Earlier this month, recruitment firm Hays reported that despite the company seeing a 45 per cent drop in net fees to the end of June, there was evidence of stability returning to City hiring. According to the Daily Telegraph, Hays finance director Paul Venables said, “The institutions in a strong financial position are looking to build up the best teams so that when recovery comes they can attack it. We’ve had a freeze but you cannot freeze recruitment forever.”

Meanwhile, in its Employment Monitor report for June, fellow recruiter Morgan McKinley said that new job vacancies in financial services had increased by 20 per cent compared to May’s levels – the highest so far this year. That tallies with the view of Sarah Williams, operations director with FSS Financial Recruitment, who says there has been “a definite increase in job flow in the last eight weeks”, with some of the larger financial institutions – who had all but shut up shop as far as hiring was concerned – re-entering the market.

FEWER OPPORTUNITIES
Cause to celebrate? Absolutely not, say recruiters, and job candidates hoping for a flood of interviews to materialise may be disappointed for some time yet. Any increase in activity needs to be taken in perspective, and Morgan McKinley reported that despite the rise in new job volumes, there were still 58 per cent fewer opportunities in June than in the same period last year.

“It’s a bit of an increase, but I wouldn’t say more than that,” says Andrew Evans, managing director of Morgan McKinley UK. “The level we’re coming from was so unbelievably low, after all. But there’s a bit more of an appetite for hiring as organisations stabilise and confidence levels improve slightly.”

Evans says that a positive element of the latest news is that, while the previous few months may have seen brief flurries of activity in certain restricted areas, the current upturn – however muted – is occurring much more broadly across the financial sector.

DARKEST DAYS IN THE PAST
At the very least, it seems that the darkest days of the job market may now be in the past. The extent to which a general increase in activity can really gain traction is harder to forecast, however, particularly with the holiday months traditionally being recruitment’s most fallow period.
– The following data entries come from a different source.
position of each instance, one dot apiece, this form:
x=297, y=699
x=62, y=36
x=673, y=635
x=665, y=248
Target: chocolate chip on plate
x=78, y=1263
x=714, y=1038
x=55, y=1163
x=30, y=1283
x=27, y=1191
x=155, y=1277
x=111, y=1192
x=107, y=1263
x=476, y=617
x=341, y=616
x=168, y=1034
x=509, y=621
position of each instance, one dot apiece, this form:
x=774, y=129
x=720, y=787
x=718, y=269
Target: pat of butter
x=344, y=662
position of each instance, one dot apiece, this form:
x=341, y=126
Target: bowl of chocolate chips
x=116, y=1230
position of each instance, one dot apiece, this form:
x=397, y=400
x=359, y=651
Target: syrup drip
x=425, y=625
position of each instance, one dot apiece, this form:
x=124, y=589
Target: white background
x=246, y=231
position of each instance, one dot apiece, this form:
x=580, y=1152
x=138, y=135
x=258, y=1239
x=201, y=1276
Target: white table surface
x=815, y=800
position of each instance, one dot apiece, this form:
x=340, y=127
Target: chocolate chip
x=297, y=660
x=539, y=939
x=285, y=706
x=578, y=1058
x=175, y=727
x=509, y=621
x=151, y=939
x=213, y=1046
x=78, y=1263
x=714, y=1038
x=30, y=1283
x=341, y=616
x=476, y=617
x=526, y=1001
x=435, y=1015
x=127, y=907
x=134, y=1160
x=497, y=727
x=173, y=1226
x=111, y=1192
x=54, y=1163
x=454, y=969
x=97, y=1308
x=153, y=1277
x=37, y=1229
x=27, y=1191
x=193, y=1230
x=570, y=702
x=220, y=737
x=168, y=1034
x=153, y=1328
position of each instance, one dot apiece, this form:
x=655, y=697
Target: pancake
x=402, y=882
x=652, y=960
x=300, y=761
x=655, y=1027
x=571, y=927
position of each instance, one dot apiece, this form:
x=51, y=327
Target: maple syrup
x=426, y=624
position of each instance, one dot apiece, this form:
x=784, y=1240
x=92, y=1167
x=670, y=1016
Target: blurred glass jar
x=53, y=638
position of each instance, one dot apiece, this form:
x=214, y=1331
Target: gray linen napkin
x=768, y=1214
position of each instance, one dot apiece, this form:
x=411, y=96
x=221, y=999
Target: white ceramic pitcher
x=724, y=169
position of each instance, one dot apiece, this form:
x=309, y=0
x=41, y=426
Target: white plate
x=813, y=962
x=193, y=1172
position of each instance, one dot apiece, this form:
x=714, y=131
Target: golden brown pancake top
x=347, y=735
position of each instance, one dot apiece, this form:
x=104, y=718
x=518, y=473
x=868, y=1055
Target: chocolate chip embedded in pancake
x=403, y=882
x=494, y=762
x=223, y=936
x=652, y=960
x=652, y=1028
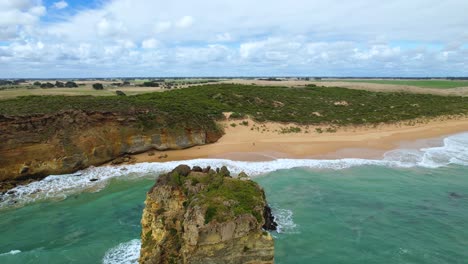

But Richard Webber of recruiter Twenty Financial Services believes that if results for the second half of the year show the same signs as the first, there could be exciting times ahead in 2010 for the most able bankers.

“The top performers who get themselves in the right jobs now will see career progression beyond what they previously have, as the market swings into recovery,” he says. “I predict the war for talent will be even fiercer than before as the FS industry tries to shape up leaner and meaner for the next bull market.”